Chicago is a whole world of experiences and culture packed into one city. Several blocks north of campus you can find Diasporal Rhythms, an organization in Kenwood collecting thousands of works of art done entirely by black Chicagoans depicting the multifaceted experiences and history of the diaspora, and a short bus ride further north will take you to Café Trinidad, an African comfort food experience in Oakland that you don’t have to book a flight to enjoy. In West Lawn, you can speak Spanish with bakers while purchasing pan dulce for less than a dollar, just steps away from the Balzekas Museum of Lithuanian Culture. A quick trip on the #15 bus will take you to Bronzeville, where you can enjoy the chicken and waffles and discover the history of jazz, blues, and racial revolution in the city on a Harold Lucas bus tour. Visiting a culturally unfamiliar area forces you to get out of your comfort zone and experience people and cities in a new way—an extremely informative and worthwhile, though occasionally difficult, endeavor.

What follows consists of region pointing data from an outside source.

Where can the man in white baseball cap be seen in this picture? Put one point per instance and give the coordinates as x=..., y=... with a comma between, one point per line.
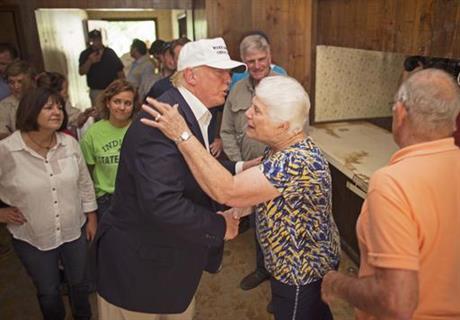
x=162, y=230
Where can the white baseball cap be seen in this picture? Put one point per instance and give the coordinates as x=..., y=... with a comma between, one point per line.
x=207, y=52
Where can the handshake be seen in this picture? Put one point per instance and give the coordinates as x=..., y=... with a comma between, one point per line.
x=232, y=220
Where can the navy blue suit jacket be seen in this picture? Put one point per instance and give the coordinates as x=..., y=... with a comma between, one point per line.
x=162, y=230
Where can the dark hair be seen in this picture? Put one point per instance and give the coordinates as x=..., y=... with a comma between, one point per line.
x=31, y=105
x=52, y=80
x=8, y=47
x=116, y=87
x=140, y=46
x=157, y=47
x=178, y=42
x=256, y=33
x=94, y=34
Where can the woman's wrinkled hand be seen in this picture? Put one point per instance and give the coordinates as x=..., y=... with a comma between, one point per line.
x=252, y=163
x=165, y=118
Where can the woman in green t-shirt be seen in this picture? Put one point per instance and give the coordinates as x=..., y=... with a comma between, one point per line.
x=101, y=143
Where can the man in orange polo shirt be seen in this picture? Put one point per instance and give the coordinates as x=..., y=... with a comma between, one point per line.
x=409, y=224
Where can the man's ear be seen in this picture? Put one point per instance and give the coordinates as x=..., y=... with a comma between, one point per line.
x=400, y=113
x=284, y=126
x=189, y=76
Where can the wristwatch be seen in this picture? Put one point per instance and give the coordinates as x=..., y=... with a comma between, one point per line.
x=184, y=136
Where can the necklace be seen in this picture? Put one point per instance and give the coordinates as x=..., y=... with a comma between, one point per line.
x=48, y=147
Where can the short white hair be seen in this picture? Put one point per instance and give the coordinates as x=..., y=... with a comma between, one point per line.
x=253, y=42
x=286, y=100
x=432, y=100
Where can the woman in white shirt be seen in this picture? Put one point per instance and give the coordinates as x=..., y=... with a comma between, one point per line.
x=45, y=181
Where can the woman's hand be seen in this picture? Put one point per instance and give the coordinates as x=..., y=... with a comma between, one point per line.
x=166, y=118
x=12, y=215
x=251, y=163
x=91, y=225
x=240, y=212
x=216, y=147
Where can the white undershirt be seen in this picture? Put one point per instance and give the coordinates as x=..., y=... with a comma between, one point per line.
x=201, y=113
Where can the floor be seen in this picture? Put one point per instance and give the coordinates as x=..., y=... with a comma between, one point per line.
x=218, y=298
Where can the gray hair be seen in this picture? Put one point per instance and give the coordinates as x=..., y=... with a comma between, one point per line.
x=253, y=42
x=286, y=100
x=432, y=100
x=177, y=79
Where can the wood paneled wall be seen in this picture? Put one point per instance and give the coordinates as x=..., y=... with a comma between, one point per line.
x=288, y=23
x=418, y=27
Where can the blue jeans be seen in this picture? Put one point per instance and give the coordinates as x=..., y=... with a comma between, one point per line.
x=42, y=267
x=299, y=303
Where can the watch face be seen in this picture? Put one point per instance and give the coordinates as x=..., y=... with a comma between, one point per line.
x=185, y=136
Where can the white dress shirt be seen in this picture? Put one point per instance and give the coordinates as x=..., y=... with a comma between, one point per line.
x=53, y=193
x=201, y=113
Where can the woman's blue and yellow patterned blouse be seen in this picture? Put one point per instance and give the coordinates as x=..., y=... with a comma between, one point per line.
x=296, y=230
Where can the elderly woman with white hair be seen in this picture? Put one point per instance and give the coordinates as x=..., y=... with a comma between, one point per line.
x=291, y=190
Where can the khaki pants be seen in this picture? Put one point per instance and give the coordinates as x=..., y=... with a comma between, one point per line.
x=108, y=311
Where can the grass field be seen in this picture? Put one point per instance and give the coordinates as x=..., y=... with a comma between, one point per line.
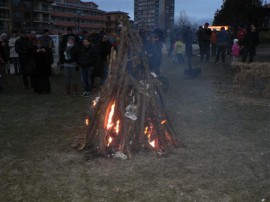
x=226, y=158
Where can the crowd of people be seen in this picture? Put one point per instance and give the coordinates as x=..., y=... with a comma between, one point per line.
x=241, y=45
x=87, y=55
x=82, y=58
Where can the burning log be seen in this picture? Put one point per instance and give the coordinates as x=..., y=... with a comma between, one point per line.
x=129, y=113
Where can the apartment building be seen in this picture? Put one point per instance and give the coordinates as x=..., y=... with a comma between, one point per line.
x=151, y=14
x=114, y=19
x=77, y=15
x=55, y=15
x=5, y=15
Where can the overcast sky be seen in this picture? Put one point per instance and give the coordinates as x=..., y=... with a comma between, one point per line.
x=196, y=10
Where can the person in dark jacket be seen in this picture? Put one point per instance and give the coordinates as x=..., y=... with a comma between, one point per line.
x=47, y=43
x=86, y=58
x=105, y=51
x=154, y=53
x=40, y=77
x=63, y=43
x=222, y=42
x=70, y=63
x=204, y=38
x=24, y=47
x=250, y=41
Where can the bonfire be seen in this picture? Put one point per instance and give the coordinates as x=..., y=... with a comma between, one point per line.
x=128, y=114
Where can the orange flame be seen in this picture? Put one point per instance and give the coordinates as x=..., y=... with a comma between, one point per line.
x=117, y=127
x=163, y=122
x=110, y=124
x=112, y=128
x=148, y=132
x=87, y=121
x=153, y=143
x=110, y=139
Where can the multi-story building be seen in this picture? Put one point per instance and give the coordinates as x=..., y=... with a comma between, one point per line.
x=5, y=16
x=151, y=14
x=114, y=19
x=57, y=16
x=77, y=15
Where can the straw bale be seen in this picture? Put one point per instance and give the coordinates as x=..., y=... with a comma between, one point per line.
x=252, y=74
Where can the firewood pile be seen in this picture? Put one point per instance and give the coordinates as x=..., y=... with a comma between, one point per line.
x=128, y=115
x=253, y=77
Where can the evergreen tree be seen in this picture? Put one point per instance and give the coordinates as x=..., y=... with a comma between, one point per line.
x=239, y=13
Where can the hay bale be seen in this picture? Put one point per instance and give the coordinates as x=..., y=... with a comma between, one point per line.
x=253, y=76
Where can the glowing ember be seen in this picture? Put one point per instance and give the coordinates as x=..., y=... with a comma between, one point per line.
x=109, y=123
x=110, y=139
x=148, y=131
x=87, y=122
x=117, y=127
x=153, y=143
x=163, y=122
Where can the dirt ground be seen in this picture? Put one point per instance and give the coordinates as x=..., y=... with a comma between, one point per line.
x=226, y=136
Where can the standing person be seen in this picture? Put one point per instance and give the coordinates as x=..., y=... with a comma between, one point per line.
x=154, y=53
x=24, y=47
x=105, y=51
x=230, y=40
x=5, y=47
x=222, y=39
x=250, y=42
x=33, y=37
x=241, y=33
x=205, y=37
x=235, y=51
x=179, y=50
x=213, y=40
x=42, y=71
x=2, y=63
x=86, y=58
x=63, y=43
x=188, y=43
x=47, y=43
x=70, y=63
x=14, y=56
x=199, y=38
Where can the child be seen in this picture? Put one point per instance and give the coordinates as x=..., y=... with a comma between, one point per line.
x=235, y=51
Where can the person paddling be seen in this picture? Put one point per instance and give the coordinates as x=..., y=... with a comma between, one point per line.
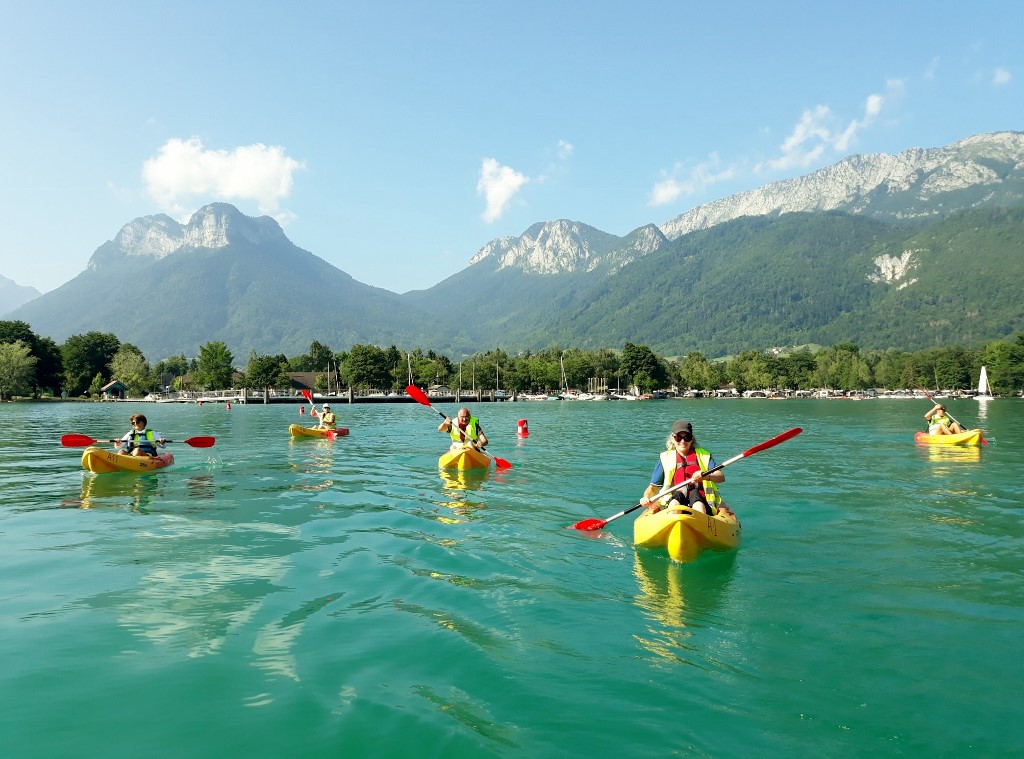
x=328, y=420
x=140, y=440
x=463, y=429
x=682, y=460
x=939, y=423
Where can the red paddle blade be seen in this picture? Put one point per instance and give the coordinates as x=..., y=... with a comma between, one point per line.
x=417, y=394
x=774, y=440
x=201, y=441
x=76, y=440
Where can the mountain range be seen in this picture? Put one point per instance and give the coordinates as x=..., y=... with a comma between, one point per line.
x=913, y=250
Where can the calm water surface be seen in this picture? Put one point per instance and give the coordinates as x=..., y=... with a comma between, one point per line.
x=271, y=598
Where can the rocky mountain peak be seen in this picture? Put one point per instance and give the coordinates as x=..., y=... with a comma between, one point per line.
x=910, y=184
x=562, y=246
x=214, y=225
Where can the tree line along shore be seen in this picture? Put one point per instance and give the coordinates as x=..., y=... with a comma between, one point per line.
x=81, y=367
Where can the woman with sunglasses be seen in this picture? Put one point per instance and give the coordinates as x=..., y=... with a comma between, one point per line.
x=939, y=423
x=682, y=460
x=140, y=440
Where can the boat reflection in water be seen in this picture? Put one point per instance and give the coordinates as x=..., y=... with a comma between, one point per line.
x=134, y=491
x=948, y=459
x=456, y=486
x=679, y=600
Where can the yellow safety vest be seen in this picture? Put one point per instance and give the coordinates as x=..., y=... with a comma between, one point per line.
x=470, y=431
x=712, y=495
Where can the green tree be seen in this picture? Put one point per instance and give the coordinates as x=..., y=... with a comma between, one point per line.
x=169, y=369
x=48, y=363
x=264, y=372
x=85, y=356
x=131, y=368
x=637, y=359
x=214, y=370
x=697, y=373
x=367, y=367
x=17, y=368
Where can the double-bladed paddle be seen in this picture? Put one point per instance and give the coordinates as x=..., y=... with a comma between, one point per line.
x=421, y=397
x=331, y=434
x=589, y=524
x=77, y=440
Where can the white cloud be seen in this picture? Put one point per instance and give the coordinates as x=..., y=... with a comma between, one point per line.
x=683, y=180
x=183, y=171
x=498, y=184
x=818, y=130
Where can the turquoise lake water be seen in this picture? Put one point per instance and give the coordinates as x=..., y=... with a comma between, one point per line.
x=275, y=598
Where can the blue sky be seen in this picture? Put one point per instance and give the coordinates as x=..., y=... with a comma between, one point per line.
x=394, y=139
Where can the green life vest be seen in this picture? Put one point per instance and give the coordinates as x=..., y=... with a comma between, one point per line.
x=146, y=444
x=460, y=435
x=712, y=495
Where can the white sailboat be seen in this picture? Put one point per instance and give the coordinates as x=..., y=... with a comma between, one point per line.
x=984, y=390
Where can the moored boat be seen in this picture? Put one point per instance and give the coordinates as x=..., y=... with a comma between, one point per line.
x=686, y=534
x=466, y=457
x=297, y=430
x=101, y=461
x=970, y=437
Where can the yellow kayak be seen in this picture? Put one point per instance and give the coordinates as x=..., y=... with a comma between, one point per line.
x=104, y=462
x=686, y=534
x=464, y=458
x=970, y=437
x=297, y=430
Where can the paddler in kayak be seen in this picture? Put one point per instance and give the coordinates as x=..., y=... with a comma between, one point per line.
x=463, y=429
x=681, y=460
x=328, y=420
x=140, y=440
x=941, y=424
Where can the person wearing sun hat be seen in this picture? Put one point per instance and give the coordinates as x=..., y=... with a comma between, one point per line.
x=939, y=423
x=684, y=459
x=327, y=417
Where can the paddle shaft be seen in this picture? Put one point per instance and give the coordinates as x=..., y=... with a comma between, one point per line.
x=600, y=523
x=78, y=440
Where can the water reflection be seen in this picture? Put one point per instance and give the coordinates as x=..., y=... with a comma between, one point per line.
x=457, y=483
x=952, y=459
x=135, y=491
x=315, y=457
x=678, y=599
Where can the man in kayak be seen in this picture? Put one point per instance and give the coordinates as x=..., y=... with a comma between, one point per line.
x=682, y=460
x=140, y=440
x=464, y=429
x=939, y=423
x=327, y=418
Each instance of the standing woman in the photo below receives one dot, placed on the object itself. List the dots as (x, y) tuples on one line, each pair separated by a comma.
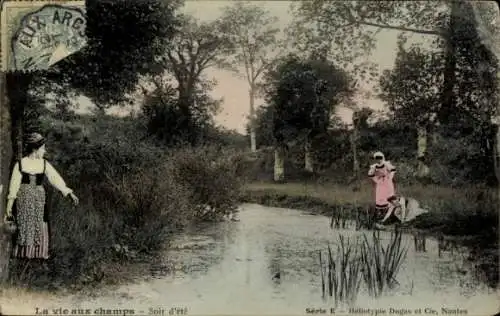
[(382, 173), (26, 189)]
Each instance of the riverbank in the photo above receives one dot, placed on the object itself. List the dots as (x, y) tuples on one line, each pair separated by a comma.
[(468, 217)]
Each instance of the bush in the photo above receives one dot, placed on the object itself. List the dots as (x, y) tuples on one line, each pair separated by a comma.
[(133, 197)]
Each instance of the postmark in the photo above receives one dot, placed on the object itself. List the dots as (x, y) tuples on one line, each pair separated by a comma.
[(37, 34)]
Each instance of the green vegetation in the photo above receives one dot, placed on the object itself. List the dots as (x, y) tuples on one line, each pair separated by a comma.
[(358, 263)]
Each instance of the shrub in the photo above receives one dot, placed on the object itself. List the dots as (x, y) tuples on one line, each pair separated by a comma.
[(133, 197)]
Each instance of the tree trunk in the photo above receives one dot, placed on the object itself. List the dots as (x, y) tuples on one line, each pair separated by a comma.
[(354, 151), (253, 133), (279, 163), (308, 158), (423, 168), (448, 94), (491, 42), (5, 162)]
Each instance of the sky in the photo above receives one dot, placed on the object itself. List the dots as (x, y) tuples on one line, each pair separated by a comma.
[(234, 90)]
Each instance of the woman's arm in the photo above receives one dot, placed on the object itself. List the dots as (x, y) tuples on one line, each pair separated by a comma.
[(371, 174), (15, 183), (391, 169), (56, 180)]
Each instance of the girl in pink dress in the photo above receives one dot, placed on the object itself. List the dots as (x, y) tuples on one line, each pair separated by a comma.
[(382, 174)]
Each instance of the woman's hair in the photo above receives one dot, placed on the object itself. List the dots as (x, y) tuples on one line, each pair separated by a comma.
[(33, 142)]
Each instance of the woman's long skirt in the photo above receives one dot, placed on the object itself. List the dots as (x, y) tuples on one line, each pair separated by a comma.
[(32, 240)]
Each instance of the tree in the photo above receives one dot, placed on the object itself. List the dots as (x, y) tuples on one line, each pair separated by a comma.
[(194, 49), (252, 31), (303, 94), (412, 92), (360, 117), (338, 28), (124, 40), (486, 16)]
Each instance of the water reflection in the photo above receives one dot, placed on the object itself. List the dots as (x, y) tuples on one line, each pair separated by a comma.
[(268, 264)]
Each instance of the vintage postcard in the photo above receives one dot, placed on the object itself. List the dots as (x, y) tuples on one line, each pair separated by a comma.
[(176, 157)]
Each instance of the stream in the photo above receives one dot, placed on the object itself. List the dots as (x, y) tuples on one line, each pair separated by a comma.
[(267, 264)]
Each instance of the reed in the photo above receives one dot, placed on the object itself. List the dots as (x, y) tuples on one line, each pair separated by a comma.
[(380, 264), (342, 277)]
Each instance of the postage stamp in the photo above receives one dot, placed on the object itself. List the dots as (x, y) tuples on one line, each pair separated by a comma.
[(37, 34)]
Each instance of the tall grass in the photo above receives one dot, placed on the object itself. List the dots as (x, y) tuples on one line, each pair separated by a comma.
[(381, 264), (376, 265), (341, 278), (127, 216)]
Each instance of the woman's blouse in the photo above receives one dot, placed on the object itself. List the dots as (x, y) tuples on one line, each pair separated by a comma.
[(36, 166), (387, 164)]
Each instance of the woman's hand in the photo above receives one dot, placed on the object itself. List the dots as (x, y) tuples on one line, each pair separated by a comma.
[(74, 198), (8, 211)]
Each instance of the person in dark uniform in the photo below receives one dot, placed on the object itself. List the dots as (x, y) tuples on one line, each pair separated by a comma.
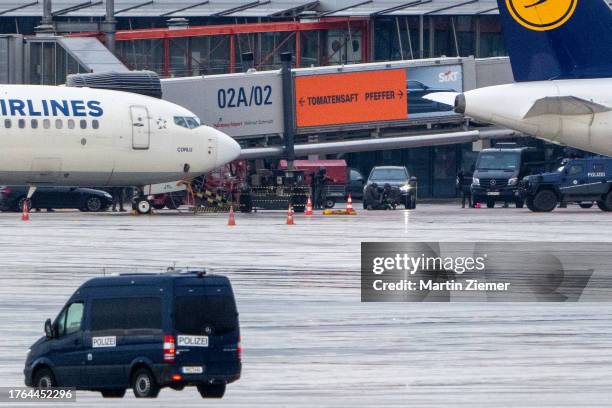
[(464, 182), (319, 187), (118, 194)]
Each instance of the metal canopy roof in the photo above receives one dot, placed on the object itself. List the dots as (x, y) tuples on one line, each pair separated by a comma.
[(418, 7), (249, 8), (157, 8)]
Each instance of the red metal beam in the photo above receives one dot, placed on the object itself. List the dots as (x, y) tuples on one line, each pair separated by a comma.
[(232, 29)]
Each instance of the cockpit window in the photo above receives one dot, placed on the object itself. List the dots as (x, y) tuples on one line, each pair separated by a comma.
[(187, 122), (180, 121), (193, 122)]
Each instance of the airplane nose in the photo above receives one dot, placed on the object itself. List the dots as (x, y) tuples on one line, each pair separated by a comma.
[(227, 149)]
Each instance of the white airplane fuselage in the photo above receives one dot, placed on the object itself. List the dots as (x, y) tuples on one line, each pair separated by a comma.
[(570, 123), (90, 137)]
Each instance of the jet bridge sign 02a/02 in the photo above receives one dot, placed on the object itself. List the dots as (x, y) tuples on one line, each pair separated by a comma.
[(350, 97), (239, 105)]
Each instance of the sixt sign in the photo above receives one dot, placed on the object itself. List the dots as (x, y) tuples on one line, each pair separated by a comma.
[(50, 107)]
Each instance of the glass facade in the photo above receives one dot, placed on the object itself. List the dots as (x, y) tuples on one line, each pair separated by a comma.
[(451, 36)]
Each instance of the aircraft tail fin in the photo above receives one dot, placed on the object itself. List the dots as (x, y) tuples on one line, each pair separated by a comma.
[(557, 39)]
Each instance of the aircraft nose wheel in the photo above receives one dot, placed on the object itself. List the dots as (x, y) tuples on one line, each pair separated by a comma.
[(142, 205)]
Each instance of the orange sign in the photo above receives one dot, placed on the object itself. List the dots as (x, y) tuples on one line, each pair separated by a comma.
[(351, 97)]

It’s easily apparent that locations across the 77 neighborhoods in Chicago would benefit from increased commercial interaction and awareness, even from the small pool of students at our University, but students are also suffering from a lack of interaction with the resources and diverse perspectives and opportunities these areas have to provide. Time and time again, the strong and simple convictions I’ve held have revealed themselves to be much more complicated after an interaction with the community. A talk with a pastor in Oakland showed me that those who live there take immense pride in their mix of history and innovation. Sidewalk talk with a nonprofit manager in Little Village about trash on the street corners revealed to me that the problem was much more complicated than a simple lack of community pride, but rather also involved questions about zoning ordinances and community ownership. Over and over, I was reminded in the true Socratic manner that I actually didn’t know anything. And with such an opportunity at our doorstep, the question of why we don’t take advantage of it is significant.
It starts as early as orientation, when we are taught to fear the city—taught that the South Side has its fair share of threatening criminals and, implicitly, less than its fair share of attractions, which makes visiting pointless. We are told by upperclassmen and in the Chicago Life Meetings not to travel on certain CTA lines and, in extreme cases, not to go south of the South Campus Residence Hall. When asked where to go for Saturday night dinner when the dining hall is closed, students say, “Go into the Loop or explore Hyde Park.”
Institutionally, the University too hinders student interaction with the community by not offering students U-Passes, which allow students to traverse the city for free. The University of Chicago is the only major university in this city that doesn’t give students this advantage, citing expense as the main concern. However, in a school with one of the highest tuitions in the country and the resources to match, this doesn’t add up. Rather, it perfectly reflects the University’s reluctance to send students out into the city and the history of the University’s separation from the community. As far back as the ’40s and ’50s, the University used its influence as a pivotal social and economic force to control urban planning and development, creating a primarily white, affluent Hyde Park that starkly contrasted with the surrounding neighborhoods. Programs like MAPSCorps and Chicago Bound have been working to change this separation, but there is still a long way to go, starting with helping all students—not just those in these small programs—realize that there are exciting things to see and do in each one of the defined community areas in the city. Because as students flock downtown to get dinner on Saturday night, both these students and the city are suffering from a lack of holistic interaction.
Kiran Misra is a first-year in the College.